Went to several open houses in east van. A lot more busy than i expected.

Anonymous
Anonymous
7 years ago

@battle with an idiot
@groundhog
I love the why rent when you can buy argument that realtors make. I just throw this one back at them: why buy food when you can grow your own? The answer to that (rhetorical) question seems obvious, but when you think about it the answer is the same as why you would rent over owning in this market. I get shelter for cheaper than owning and I don’t have any of the hassles or risks of owning.

My parents bought a home when interest rates were 20+% and every renewal they made rates had dropped and the debt they purchased in 1970s dollars was being paid off with much higher 1980s incomes. We’re at the opposite end rates and incomes now.

midnite toker
midnite toker
7 years ago

Wow How long does it take the average condo buyer to save $30000?

Anonymous
Anonymous
7 years ago

What’ll happen first bears? Vancouver housing corrects, or the Canucks win the Stanley Cup?

Here’s a hint, neither one will happen.

This city’s slogan should be: “there’s always next year.”

Groundhog
Groundhog
7 years ago

@Anonymous1

“Groundhog, it is different here.”

Perfect

Anonymous1
Anonymous1
7 years ago

Groundhog, it is different here. Where in the world can you go to a first world country, leave your spouse and kids there that will get free health care, free education, and free child benefits because of low income. Furthermore, both sets of parents and grandparents can come along. The husband can continue to work overseas and avoid Canadian Taxes. After 3 years all the adults except the husband can apply for citizenship.
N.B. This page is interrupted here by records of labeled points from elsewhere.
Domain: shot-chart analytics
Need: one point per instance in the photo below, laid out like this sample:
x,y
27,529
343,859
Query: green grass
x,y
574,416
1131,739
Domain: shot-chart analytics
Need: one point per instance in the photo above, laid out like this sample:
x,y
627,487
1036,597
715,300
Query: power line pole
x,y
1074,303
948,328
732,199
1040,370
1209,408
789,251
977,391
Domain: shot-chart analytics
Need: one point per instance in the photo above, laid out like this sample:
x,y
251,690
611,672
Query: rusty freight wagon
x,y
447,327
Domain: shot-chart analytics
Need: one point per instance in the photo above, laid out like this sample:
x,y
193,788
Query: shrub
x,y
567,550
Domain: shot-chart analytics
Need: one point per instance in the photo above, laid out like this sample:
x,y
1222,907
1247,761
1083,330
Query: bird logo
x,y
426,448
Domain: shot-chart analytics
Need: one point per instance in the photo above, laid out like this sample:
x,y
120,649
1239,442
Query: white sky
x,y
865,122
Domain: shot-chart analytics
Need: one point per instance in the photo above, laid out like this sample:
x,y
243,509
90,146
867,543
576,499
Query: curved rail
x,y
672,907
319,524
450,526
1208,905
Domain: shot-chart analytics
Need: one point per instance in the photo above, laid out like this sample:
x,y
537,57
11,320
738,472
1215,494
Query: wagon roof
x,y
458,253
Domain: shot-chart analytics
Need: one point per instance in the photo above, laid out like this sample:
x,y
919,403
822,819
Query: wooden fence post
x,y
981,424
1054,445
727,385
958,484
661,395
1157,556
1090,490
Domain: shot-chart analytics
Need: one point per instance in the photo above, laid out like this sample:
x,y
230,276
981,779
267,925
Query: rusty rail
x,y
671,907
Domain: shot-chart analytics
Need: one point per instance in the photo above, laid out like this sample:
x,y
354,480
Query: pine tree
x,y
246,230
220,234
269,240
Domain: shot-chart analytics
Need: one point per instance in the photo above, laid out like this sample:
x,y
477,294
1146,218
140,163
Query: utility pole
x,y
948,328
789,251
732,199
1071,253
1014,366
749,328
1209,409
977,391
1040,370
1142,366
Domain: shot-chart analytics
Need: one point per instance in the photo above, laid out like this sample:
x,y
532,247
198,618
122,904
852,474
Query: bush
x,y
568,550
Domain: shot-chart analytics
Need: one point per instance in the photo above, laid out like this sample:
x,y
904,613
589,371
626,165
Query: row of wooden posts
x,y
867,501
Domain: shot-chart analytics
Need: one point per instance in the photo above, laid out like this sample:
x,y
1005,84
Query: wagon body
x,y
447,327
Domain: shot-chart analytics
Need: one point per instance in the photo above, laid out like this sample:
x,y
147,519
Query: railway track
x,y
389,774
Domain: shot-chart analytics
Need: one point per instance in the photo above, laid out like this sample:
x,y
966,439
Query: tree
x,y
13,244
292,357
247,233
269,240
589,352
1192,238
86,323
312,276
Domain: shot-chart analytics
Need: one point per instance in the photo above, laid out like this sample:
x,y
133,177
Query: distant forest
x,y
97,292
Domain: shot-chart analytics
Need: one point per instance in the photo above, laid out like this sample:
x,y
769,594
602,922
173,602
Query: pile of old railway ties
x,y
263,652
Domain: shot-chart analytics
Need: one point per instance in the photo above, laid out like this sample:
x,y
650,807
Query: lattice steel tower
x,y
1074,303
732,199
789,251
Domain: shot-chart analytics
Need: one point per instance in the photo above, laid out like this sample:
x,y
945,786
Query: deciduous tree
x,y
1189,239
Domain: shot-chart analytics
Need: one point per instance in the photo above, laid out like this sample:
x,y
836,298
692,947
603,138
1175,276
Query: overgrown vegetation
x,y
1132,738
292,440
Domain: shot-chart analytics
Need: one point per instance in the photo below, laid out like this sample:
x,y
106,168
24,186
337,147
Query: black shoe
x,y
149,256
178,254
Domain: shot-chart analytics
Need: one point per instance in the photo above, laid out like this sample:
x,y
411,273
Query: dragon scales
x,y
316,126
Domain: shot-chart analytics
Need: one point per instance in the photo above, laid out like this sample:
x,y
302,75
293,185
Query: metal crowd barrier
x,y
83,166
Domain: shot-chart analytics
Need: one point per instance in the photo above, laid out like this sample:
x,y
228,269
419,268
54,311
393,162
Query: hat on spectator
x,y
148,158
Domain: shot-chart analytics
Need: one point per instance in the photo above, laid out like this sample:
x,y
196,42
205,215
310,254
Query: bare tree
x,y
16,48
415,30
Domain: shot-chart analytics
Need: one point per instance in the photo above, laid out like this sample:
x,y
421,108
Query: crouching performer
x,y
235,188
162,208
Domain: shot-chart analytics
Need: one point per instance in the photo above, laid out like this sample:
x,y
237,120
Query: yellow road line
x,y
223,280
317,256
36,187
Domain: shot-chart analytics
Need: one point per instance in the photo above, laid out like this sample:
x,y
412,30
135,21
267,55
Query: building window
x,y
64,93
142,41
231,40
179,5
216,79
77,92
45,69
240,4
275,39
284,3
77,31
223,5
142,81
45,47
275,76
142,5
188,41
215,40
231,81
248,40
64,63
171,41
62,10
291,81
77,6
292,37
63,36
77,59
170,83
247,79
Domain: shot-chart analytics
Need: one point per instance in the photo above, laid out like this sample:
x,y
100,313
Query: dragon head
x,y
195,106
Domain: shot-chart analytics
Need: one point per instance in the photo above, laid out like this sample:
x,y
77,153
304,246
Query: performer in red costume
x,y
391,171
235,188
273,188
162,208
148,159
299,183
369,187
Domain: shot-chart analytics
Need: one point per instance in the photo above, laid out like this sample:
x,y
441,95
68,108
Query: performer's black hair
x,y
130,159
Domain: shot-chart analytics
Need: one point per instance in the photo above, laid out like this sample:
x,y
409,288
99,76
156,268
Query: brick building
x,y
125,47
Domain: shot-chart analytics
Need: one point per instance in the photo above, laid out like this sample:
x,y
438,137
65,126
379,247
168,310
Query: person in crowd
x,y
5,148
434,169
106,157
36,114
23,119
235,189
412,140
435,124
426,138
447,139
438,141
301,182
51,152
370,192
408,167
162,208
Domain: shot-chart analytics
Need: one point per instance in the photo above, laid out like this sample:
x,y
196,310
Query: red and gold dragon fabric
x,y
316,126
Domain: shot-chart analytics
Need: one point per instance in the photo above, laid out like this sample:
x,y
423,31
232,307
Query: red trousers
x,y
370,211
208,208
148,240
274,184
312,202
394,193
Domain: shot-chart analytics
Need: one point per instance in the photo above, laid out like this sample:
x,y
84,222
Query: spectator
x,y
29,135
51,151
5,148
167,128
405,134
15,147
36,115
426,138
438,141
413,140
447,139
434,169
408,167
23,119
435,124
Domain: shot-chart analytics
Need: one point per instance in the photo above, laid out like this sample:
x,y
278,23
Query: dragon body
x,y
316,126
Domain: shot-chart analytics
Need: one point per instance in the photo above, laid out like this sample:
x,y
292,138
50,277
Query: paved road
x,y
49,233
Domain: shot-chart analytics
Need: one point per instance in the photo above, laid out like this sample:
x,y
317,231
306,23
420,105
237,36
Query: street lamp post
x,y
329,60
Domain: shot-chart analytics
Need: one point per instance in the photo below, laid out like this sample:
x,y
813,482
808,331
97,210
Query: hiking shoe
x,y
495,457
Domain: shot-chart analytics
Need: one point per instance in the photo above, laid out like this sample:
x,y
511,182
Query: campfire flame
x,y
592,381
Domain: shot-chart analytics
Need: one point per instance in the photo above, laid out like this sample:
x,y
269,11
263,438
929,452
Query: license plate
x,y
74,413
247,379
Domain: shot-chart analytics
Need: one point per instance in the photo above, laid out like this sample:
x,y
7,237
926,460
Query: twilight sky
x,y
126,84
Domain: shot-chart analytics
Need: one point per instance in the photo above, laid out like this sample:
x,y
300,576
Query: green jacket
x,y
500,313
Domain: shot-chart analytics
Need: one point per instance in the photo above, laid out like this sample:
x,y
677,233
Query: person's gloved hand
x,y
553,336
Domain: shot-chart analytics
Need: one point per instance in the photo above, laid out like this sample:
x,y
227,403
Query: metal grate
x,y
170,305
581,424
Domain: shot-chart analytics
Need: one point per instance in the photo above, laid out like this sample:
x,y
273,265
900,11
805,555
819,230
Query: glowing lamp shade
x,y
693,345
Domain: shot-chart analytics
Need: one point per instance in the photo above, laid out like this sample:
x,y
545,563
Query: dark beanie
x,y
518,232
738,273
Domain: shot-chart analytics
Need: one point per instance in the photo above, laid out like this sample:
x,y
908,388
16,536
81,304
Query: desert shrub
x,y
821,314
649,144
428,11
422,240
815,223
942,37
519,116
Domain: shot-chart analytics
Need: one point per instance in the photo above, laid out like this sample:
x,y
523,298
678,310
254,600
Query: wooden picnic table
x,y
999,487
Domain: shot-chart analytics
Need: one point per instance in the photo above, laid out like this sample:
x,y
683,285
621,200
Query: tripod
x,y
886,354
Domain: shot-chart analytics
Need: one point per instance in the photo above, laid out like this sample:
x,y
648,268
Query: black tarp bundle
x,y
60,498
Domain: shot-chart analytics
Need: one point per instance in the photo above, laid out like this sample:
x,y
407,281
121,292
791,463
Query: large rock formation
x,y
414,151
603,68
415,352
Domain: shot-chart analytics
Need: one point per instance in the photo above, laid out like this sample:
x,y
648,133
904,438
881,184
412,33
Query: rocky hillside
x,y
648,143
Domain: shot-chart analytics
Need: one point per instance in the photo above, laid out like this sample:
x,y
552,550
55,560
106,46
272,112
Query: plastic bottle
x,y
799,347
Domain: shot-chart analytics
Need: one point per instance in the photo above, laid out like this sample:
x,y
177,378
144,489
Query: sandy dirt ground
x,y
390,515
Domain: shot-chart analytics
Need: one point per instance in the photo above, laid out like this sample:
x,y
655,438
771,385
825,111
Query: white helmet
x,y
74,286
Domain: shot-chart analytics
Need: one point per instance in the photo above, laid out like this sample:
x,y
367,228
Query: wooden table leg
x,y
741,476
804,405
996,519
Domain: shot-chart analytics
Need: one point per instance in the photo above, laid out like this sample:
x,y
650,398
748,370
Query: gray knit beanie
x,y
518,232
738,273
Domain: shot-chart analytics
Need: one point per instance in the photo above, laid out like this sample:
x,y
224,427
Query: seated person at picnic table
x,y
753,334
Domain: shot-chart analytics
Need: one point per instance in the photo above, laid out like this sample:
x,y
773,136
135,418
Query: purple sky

After 3 years, the family can go back to their motherland and choose to come here if they want to. It’s all economics. So it is different here because there is no other country on the planet except Canada that allows for this. I was thinking of starting a company in India whowould recruit families with a net worth of >$10,000,000. Give them a presentation and let… Read more »

mac
mac
7 years ago

I’ve just heard that Rennie has applied to the City to reduce SOME of the remaining OV condos by 20%. Has anyone seen any substantiation of this in the media?

Anonymous
Anonymous
7 years ago

In her mind, real estate has only every benefited people. When asked what about the 1/4 underwater in their mortgage in the US, she responded that everyone did short sales; that the banks wipe out the difference between assessed value and what they own; give the owners back that money after the sale so no loss to the homeowner; and that you only have a blip for 2 years on your credit.. As a result, there is no risk, and real estate always goes up.

I think that the rules around the credit blip being only 2 years changed and I am pretty sure the banks do not give you back the original equity because hey, lets all go with short sales then….

Groundhog
Groundhog
7 years ago

“Because it’s cheaper. That’s the bear case in three words. Seriously.”

Much cheaper. I used to think the “forced savings” argument of homeownership was a valid one. For spendthrifts, it forced them to save money. Financial innovation has ruined that with the availability and proliferation of HELOCs.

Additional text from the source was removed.